Friday, January 23, 2026

A poem I like

 In 2025, I'd like to read more poetry. I want to be the kind of person that would have a favorite poet, and reads a ratty, broken-backed poetry book during lunch. I think people that read poetry books are inscrutable and I'd like people to see me reading poetry and feel a slight tinge of intimidation, maybe fear.

I found this poem because a section of it was printed on the back of a Dalton Doodles print.

I think everything I buy should come with a little poem tbh

The Kingfisher by Mary Oliver 

The kingfisher rises out of the black wave
like a blue flower, in his beak
he carries a silver leaf. I think this is
the prettiest world—so long as you don’t mind
a little dying, how could there be a day in your whole life
that doesn’t have its splash of happiness?
There are more fish than there are leaves
on a thousand trees, and anyway the kingfisher
wasn’t born to think about it, or anything else.
When the wave snaps shut over his blue head, the water
remains water—hunger is the only story
he has ever heard in his life that he could believe.
I don’t say he’s right. Neither
do I say he’s wrong. Religiously he swallows the silver leaf
with its broken red river, and with a rough and easy cry
I couldn’t rouse out of my thoughtful body
if my life depended on it, he swings back
over the bright sea to do the same thing, to do it
(as I long to do something, anything) perfectly.

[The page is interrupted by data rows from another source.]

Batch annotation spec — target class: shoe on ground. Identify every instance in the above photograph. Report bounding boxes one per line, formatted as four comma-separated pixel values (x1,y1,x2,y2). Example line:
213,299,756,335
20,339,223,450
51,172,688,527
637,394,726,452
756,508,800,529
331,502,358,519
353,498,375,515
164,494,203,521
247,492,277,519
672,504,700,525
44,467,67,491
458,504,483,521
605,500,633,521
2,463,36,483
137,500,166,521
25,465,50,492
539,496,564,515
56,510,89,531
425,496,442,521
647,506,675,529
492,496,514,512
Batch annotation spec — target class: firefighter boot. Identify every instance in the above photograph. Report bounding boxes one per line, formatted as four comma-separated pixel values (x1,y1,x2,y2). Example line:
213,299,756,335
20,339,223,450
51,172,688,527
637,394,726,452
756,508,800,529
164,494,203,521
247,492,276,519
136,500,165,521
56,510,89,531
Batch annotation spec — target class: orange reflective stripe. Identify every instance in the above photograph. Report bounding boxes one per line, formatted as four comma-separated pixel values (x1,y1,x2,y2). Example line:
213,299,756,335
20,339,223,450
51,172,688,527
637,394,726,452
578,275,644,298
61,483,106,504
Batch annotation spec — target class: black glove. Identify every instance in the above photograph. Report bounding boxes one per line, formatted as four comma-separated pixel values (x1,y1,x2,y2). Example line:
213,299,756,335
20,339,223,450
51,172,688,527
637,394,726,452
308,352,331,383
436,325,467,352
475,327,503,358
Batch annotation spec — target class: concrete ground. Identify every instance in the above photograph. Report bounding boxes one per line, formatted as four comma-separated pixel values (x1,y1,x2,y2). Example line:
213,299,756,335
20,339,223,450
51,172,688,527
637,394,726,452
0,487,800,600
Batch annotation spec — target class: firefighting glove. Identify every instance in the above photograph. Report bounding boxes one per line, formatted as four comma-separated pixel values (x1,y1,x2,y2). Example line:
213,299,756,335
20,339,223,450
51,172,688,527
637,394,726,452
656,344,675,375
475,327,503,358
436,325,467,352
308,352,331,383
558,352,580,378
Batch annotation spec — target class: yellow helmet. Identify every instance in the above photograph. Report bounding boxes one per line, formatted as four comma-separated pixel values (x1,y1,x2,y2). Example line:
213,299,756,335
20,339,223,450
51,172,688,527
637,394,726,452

To me, this poem is saying that we live on this beautiful planet, a world that isn't devoid of happiness even on its worst days, a world of "more fish than there are leaves on a thousand trees"--abundant and diverse--where even a bird diving into water to eat a fish is a perfection we can see and witness everyday if we chose to.

I like the juxtaposition of the narrator being envious of the kingfisher for a skill that is somewhat mindless to the kingfisher, while the narrator longs to "do something, anything" as perfectly as the kingfisher does this one thing. The kingfisher "wasn't born to think about it", while the narrator says they "couldn't rouse [the cry] out of my thoughtful body". Maybe it's a case of making what you want to do the things you do everyday. If you do them everyday, then they become mindless, and in a way, there is a perfection to be found more easily in that.

But honestly, I think it's more about how there's a perfection in nature, possibly even a perfection that we will never have. We can't be like the kingfisher, we can't say we weren't born to think about it. A lot of what we do is think about everything. Overthink, too. We can't dive like the kingfisher or cry like the kingfisher. It seems to me like the poem is saying we should enjoy this beauty and find this perfection where we can.